GARY STUCK HIS FACE OVER Pella’s shoulder again. “We won’t count that one.”

Her dad had returned to his seat between the blond guy and the self-possessed Latino man. “How could we count it?” Pella said angrily. “It didn’t go in the stands.”

“Plenty of time for that. It’s only the third inning.”

AJAY POPPED TO HIS FEET and waved off the trainer. Schwartz called time and moseyed out to the mound, his leisurely pace meant to convey and instill a sense of calm. He motioned for the infielders to join him. “Play back,” he instructed. “We’ll give up that one run.”

Starblind gave a curt caustic chuckle, stared a hole in Henry. “We’ll give up more than that, we don’t get our shit together.”

“Just keep throwing like you’re throwing,” Schwartz said mildly. “We’ll make the plays.”

Starblind spat on the ground between them. “Aye aye, Captain.”

The next batter struck out. Two down. Let’s just get out of this inning, Henry thought. Get back to the dugout, regroup.

First pitch, fastball. Henry saw, with his usual prescience, where the ball was headed: right at him. Easiest play in the world. He charged and fielded it at sternum height, just at the lip of the infield grass. Rick stretched toward him, offering his huge mitt as a target. The batter was barely a third of the way down the line. Plenty of time. Henry slide-stepped, pumped his arm.

He pumped his arm again, gripped and regripped the ball. By now he was well within the infield grass, not far from the mound. Rick’s mitt looked near enough to touch. Still time.

The batter crossed first base.
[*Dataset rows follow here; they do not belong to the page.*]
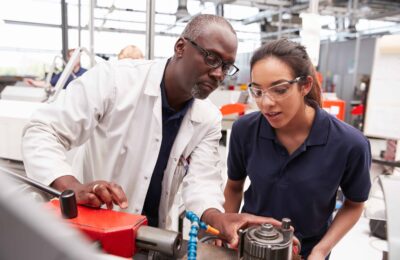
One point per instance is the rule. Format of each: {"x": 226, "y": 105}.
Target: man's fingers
{"x": 234, "y": 242}
{"x": 118, "y": 195}
{"x": 102, "y": 192}
{"x": 89, "y": 199}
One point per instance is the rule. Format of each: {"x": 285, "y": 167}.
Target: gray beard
{"x": 197, "y": 93}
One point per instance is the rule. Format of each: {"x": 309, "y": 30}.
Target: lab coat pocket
{"x": 180, "y": 172}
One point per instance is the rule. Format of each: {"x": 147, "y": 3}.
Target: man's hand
{"x": 93, "y": 194}
{"x": 229, "y": 223}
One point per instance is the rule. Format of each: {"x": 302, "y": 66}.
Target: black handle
{"x": 67, "y": 198}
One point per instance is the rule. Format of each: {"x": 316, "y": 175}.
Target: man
{"x": 76, "y": 72}
{"x": 130, "y": 51}
{"x": 146, "y": 129}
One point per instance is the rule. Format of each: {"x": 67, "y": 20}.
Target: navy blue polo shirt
{"x": 301, "y": 186}
{"x": 171, "y": 121}
{"x": 56, "y": 77}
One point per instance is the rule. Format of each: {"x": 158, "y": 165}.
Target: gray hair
{"x": 200, "y": 22}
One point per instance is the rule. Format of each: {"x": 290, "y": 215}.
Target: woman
{"x": 295, "y": 154}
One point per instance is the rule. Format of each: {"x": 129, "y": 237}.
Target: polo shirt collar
{"x": 319, "y": 132}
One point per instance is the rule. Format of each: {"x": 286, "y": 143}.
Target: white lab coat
{"x": 114, "y": 109}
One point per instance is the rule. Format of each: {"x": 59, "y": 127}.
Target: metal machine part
{"x": 266, "y": 242}
{"x": 166, "y": 242}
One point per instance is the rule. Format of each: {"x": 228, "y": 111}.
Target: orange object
{"x": 237, "y": 108}
{"x": 335, "y": 107}
{"x": 358, "y": 110}
{"x": 211, "y": 230}
{"x": 116, "y": 231}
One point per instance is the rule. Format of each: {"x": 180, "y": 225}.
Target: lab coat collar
{"x": 155, "y": 77}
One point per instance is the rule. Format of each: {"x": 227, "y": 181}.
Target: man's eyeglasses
{"x": 276, "y": 92}
{"x": 215, "y": 61}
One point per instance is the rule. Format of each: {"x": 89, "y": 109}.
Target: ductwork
{"x": 182, "y": 11}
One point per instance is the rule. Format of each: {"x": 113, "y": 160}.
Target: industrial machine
{"x": 266, "y": 242}
{"x": 127, "y": 235}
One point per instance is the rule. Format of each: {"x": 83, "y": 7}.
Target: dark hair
{"x": 295, "y": 56}
{"x": 202, "y": 21}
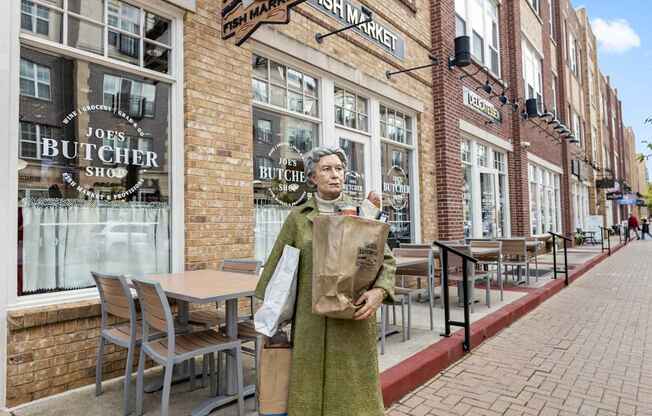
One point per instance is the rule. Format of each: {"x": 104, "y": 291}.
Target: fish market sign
{"x": 348, "y": 14}
{"x": 241, "y": 18}
{"x": 482, "y": 106}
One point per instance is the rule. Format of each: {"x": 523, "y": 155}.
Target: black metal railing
{"x": 565, "y": 240}
{"x": 466, "y": 324}
{"x": 604, "y": 231}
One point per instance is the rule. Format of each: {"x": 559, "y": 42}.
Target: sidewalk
{"x": 585, "y": 351}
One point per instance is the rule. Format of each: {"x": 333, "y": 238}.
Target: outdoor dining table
{"x": 204, "y": 287}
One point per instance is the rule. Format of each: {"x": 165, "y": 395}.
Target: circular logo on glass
{"x": 397, "y": 187}
{"x": 284, "y": 174}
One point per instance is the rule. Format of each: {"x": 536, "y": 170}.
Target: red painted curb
{"x": 409, "y": 374}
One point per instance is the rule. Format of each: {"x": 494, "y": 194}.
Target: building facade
{"x": 143, "y": 142}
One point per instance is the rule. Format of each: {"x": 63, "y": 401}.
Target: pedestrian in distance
{"x": 645, "y": 228}
{"x": 334, "y": 368}
{"x": 632, "y": 224}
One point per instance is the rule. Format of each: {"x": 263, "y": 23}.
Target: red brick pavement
{"x": 585, "y": 351}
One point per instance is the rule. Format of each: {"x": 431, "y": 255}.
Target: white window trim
{"x": 175, "y": 79}
{"x": 486, "y": 35}
{"x": 476, "y": 169}
{"x": 36, "y": 82}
The runner from third crossed home and bent to pick up the jettisoned bat. The runner from second reached third and stopped. Henry turned his palm up and looked at the ball emptily, his mind finally quiet.

He walked toward Starblind, who was standing in front of the mound. Starblind was yelling, his mouth moving, white teeth visible, but Henry couldn’t hear him. He handed him the ball. As he walked toward the dugout he kept his gaze angled up at the blue of the sky.

PELLA HAD NEVER HEARD so much silence from so many people. A tear ran down her cheek, pushed forward by the one behind it, and the one behind that, and who knew how many more. She turned and glared at Gary. “You owe me a hundred bucks,” she said.